# 6. Learning to Classify Text

## Part 1.   Supervised Classification
### Classification(分類)是對input來給予正確的類別標籤
### 在基本的分類項目中，每個input都是獨立的，標籤也事先定義

###  稱為『Supervised』的分類器是建立在訓練文集中對每個input標上正確的類別的方法

![Imgur](https://i.imgur.com/SO0thhn.png)

## 1.1   Gender Identification
### 建立分類器來根據姓名的最後一個字母來判斷性別

In [62]:
#從nltk的文集中載入分別有男生姓名和女生姓名的文件
from nltk.corpus import names
import random
import nltk

#從男生姓名或女生姓名的txt檔抓出來的名字產生出一組tuple
labeled_names = ([(name, 'male') for name in names.words('male.txt')] +[(name, 'female') for name in names.words('female.txt')])

#隨機打亂順序，不然都是排好的
random.shuffle(labeled_names)

#回傳參數最後一個字元
def gender_features(word):
    return {'last_letter': word[-1]}

#featuresets包含tuple，分別是姓名的最後一個字元和性別
featuresets = [(gender_features(n), gender) for (n, gender) in labeled_names]

#將featuresets前後500個data分別存成訓練集和測試集
train_set, test_set = featuresets[500:], featuresets[:500]

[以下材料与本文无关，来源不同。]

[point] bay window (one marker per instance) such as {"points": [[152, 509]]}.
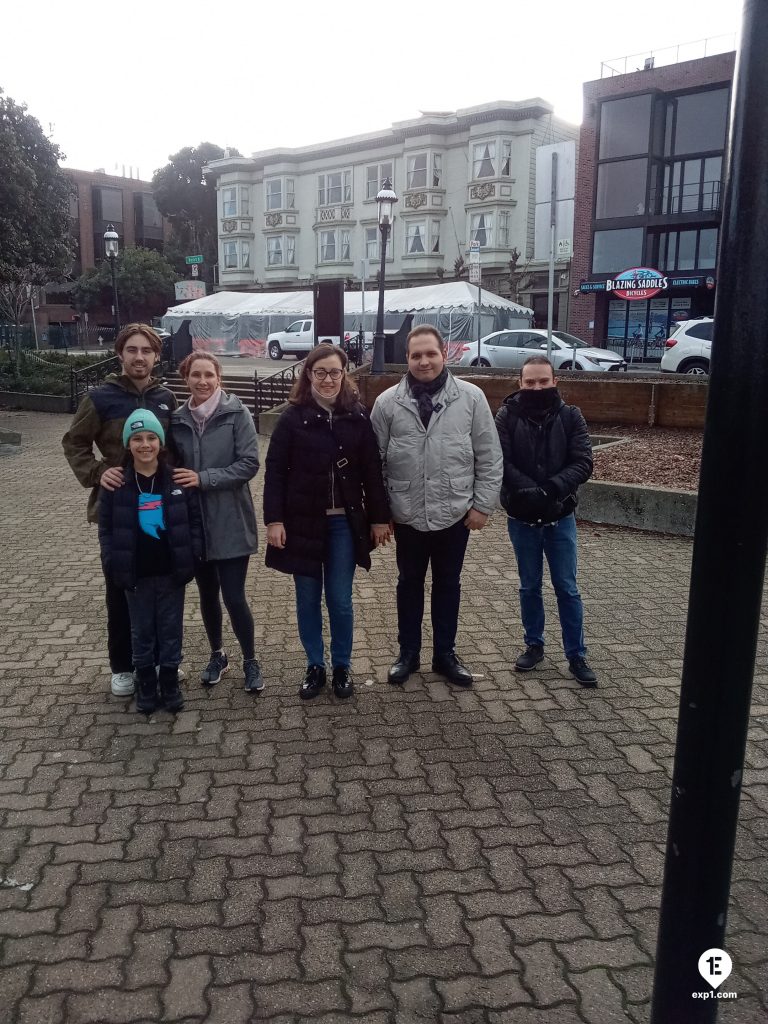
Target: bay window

#將訓練集使用函式NaiveBayesClassifer來產生一個新的NaiveBayes分類器
classifier = nltk.NaiveBayesClassifier.train(train_set)

In [35]:
#測試分類器
classifier.classify(gender_features('Neo'))

'male'

In [33]:
classifier.classify(gender_features('Trinity'))

'female'

In [63]:
#訓練資料是隨機的，準確度會不一樣
print(nltk.classify.accuracy(classifier, test_set))

0.774


In [37]:
#找出最有資訊的特徵
classifier.show_most_informative_features(5)

Most Informative Features
             last_letter = 'a'            female : male   =     36.5 : 1.0
             last_letter = 'k'              male : female =     30.5 : 1.0
             last_letter = 'f'              male : female =     17.4 : 1.0
             last_letter = 'v'              male : female =     10.6 : 1.0
             last_letter = 'p'              male : female =     10.6 : 1.0


### 當使用List儲存從龐大的文集所產生每個物件包含的特徵時，會佔用空間
### 所以我們可以使用函式nltk.classify.apply_features，可以回傳像List且包含物件和特徵的資料且不佔用空間

In [46]:
from nltk.classify import apply_features

train_set = apply_features(gender_features, labeled_names[500:])
test_set = apply_features(gender_features, labeled_names[:500])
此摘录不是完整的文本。